На ней были чулки и туфли.
Она была безупречна; а все подробности потрясенный Володя пожирал выпученными глазами по отдельности и в совокупности, и чувство реальности покинуло его, а вместо него появилось другое чувство, как нельзя более естественное.
Она села, закинула ногу на ногу и продолжала курить.
— Сейчас я бы с удовольствием выпила кофе, — улыбнулась она.
Володя деревянно кивнул, не своим голосом идиотски сказал:
— Естественно, — хотя что ж тут было естественного, с другой стороны, и, шарахаясь и задевая стены, пошел на кухню. Там он уронил ряд предметов кухонной утвари и сварил кофе.
— Надеюсь, я вас не очень шокирую, — просто и дружественно произнесла Марина, прихлебывая.
— Н-нет, — проблеял он, тщетно изображая, что все в порядке.
— А душ тоже можно принять?
— П-пы-пожалуйста.
Через минуту она высунулась из ванной, где шумел душ:
— Володя, извините, вы не заняты? Можно вас на минуточку?
Он пошел на зов, с трудом храня равновесие в карусели грез, видений, мечтаний и прочих вожделений.
— Я злоупотребляю вашим гостеприимством, но если бы вы были так любезны потереть между лопаток, — она была сама вежливость, воспитанность и простота, и от этого контраста ее тона и ситуации, к которой этот тон применялся, у Володи заклинивало мозги.
— Я бы советовала вам раздеться, а то всю одежду намочит, — порекомендовала она, изгибаясь всем задним фасадом под его рукой с намыленной губкой.
Шнур догорел. «Не может быть!!» — взорвался в мозгу динамитный патрон, и Володя, ослепнув от предощущения невозможных наяву блаженств, бросился в море любви.
Это оказалось весьма бурное море, ласковое и нежное, где шторм и штиль сменяли друг друга, а качка бросала до небес, отделяя душу от тела, и неизвестно, сколько именно алмазов можно насчитать в упомянутых небесах, но море было бескрайне и неутомимо, и Володя сосчитал все алмазы, или во всяком случае гораздо более, нежели мог предполагать.
— Откуда ты взялась?.. — неземным голосом вопросил он, с трудом всплывая в реальность, где через полчаса дочка должна была вернуться из школы.
— С улицы, — отвечал Гаврош. — Она поцеловала его, встала с измочаленной постели и пошла в душ. — Нет-нет, теперь я сама.
После душа влезла в пальто, из другого кармана извлекла косметичку и стала набрасывать грим.
— А теперь — еще кофе и пару бутербродов. — Скомандовала.
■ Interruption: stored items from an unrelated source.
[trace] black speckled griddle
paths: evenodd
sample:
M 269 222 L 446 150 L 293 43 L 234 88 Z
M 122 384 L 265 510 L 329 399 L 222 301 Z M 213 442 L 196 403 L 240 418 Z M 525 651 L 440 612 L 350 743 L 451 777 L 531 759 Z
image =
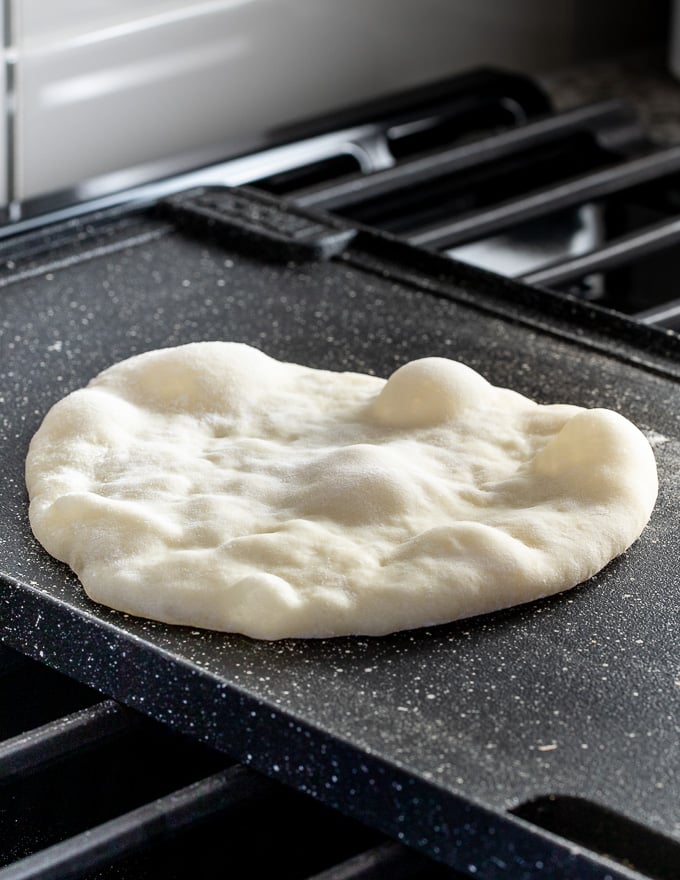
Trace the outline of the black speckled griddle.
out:
M 676 341 L 366 231 L 297 262 L 251 232 L 175 203 L 2 246 L 0 638 L 472 876 L 680 876 Z M 652 521 L 573 591 L 379 639 L 257 642 L 96 606 L 30 533 L 29 440 L 104 367 L 202 339 L 383 376 L 443 355 L 619 410 L 655 444 Z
Ласково, но скомандовала.
Он неверными руками напялил домашний наряд и выполнил приказ, плывя в сладком изнеможении.
— Послушай… почему?
Она проглотила кусок и улыбнулась ему.
— Я что… нравлюсь тебе?..
— Кокетка, — сказала она. — А что, такой мужчина, как ты, может не нравиться женщине?
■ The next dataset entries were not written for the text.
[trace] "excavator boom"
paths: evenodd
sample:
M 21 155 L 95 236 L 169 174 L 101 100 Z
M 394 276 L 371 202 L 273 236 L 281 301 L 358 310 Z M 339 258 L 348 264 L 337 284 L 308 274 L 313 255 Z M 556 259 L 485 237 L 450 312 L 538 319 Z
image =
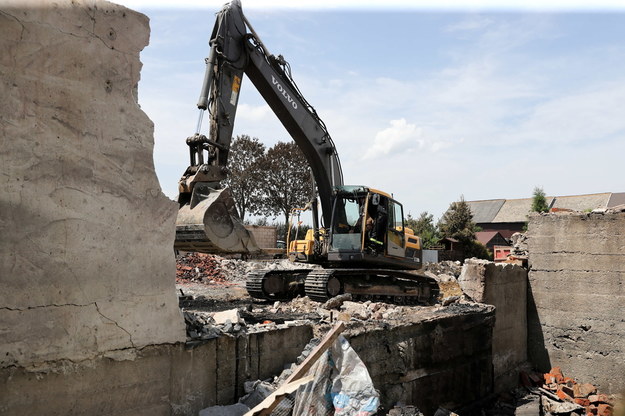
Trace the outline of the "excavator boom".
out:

— Да чем, собственно?.. — Он добросовестно осмотрел себя взором глаз и взором мысленным, и пожал плечами.
— В тебе масса мужества, которое только и жаждет реализации, — пояснила она. — И настоящая женщина это всегда чувствует. А этому, знаешь, очень трудно противиться.
Володя сглотнул.
— У меня никогда в жизни так не было, — сказал он.
— У меня тоже, — с некоторым укоризненным назиданием прозвучал ответ.
Она взглянула на настенные часы и встала уходить, и он ее не удерживал, а даже воспринял предстоящий уход с благодарностью, потому что до прихода дочери оставалось минут десять, пожалуй.
— Телефон дай, — попросил он в прихожей.
— Не надо, — покачала она головой.
— Почему?!
— Это было так хорошо… и неожиданно… как сказка… так в жизни даже не бывает…
— Я не могу больше не увидеть тебя!!! — Он был опять сбит с ног, ошарашен, смят.
— Ну что ты, — она ласково поцеловала его в щеку. — У тебя, конечно, много женщин… ты донжуан, ловелас, бабник, трахальщик, что там еще…
— Нет!!! — закричал Володя.
— Не смеши меня, милый, я не девочка. Будем это считать просто приключением. Но это было самое замечательное приключение в моей жизни, — с искренностью и страстью прошептала она.
— Ты мне позвонишь?
— Не надо.
— Почему?!
— Потому что еще одна такая встреча — и я не смогу без тебя жить. За эти несколько часов все во мне перевернулось, понимаешь? У женщин это не так, как у мужчин.
— У меня тоже перевернулось!
— У тебя семья. Дети.
— Я все равно уеду! — вырвалось у него.
— Куда?
— В Америку! — отчаянно выдал он.
— Говорят, там женщин еще больше, чем здесь, — улыбнулась она и открыла дверной замок. — Мне пора бежать, милый.
И только тут он спохватился:
— Но куда же ты… так?..
Она махнула рукой:
— Схвачу машину… ничего, не простужусь. — И, выскользнув из его объятий, исчезла, защелкнув за собой дверь.
Володя добрел до постели и рухнул в полубессознательном состоянии. Он щипал себя и мотал головой, но на столе стояли две чашки, и два стакана, и окурки в пепельнице были тонкие, коричневые, и ныло тягуче и сладко внизу живота.
Окурки. Он взглянул на часы и стал быстро прибираться, успев даже постелить чистую простынь: «Был жар, вспотел…»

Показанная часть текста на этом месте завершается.